Comment by thatguysaguy
4 days ago
I both got a job through such a thread, and have now seen the other side of the applicant pipeline. The average applicant (in general, idk about HN in particular) is not very strong! Especially true when you consider the alternative of preserving runway and being patient.
I don’t understand the argument for being patient. If you think the new hire will lead to increased profits, there’s an opportunity cost every day you don’t have them on board. And sure, maybe you wait for the best person and they are more productive, but they might be out the door in a few years.
Quality is more important than quantity in engineering, so a mediocre hire can be a net negative. In so many ways:
- consuming time and attention from people who help them
- time spend checking and fixing their work
- additional maintenance costs from poorly thought out solutions
- time spent reproducing and fixing bugs
- lowering morale of better engineers
- creating whatever the opposite of “a culture of excellence” is
- consuming management time in performance management
- inability to interview or saying “yes” to even worse hires
good thing the modern interview process is so efficient at filtering against candidates like this /s
Smells to me that if you can be patient then you’re not after a need. Companies than can hire, hire because they can and not because they need? Isn’t that what got us into this mess?

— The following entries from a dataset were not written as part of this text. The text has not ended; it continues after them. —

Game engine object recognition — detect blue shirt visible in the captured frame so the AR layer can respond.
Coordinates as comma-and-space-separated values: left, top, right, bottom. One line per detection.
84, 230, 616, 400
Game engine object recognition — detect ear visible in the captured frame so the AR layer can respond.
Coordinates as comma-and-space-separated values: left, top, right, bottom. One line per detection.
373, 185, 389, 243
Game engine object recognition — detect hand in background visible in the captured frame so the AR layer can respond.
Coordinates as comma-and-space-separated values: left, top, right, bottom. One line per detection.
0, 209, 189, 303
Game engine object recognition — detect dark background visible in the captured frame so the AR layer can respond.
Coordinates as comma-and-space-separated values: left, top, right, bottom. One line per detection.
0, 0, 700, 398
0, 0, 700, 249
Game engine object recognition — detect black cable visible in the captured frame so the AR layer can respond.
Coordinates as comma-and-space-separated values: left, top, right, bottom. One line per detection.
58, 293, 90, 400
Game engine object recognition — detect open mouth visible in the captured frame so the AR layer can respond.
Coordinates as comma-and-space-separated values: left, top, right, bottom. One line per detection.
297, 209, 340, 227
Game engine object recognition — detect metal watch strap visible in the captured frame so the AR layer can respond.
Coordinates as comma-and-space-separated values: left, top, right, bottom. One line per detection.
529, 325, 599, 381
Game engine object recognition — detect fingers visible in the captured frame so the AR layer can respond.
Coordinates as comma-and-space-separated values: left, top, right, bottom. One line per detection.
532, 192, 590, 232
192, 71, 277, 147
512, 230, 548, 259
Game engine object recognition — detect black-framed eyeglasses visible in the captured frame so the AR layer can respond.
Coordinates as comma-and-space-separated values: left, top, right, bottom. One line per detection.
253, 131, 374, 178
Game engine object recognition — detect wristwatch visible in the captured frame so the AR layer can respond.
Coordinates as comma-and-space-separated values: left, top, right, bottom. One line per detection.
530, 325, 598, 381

There is always a need for very good engineers, and you never know when one will come up.
As other posters said, if you get a bad hire (or even mediocre hire), it might be total negative - both because of negative contributions, but also because maybe the management only gave you one spot, and now you've given it to mediocre person, you no longer have a chance to giving to someone better.
Back when I was at a startup, we've were looking for the new people basically constantly. Very few people applied however (we were C++, not web, and in the constrained system...) and even fewer people passed, so we ended up with 1-2 people per year total.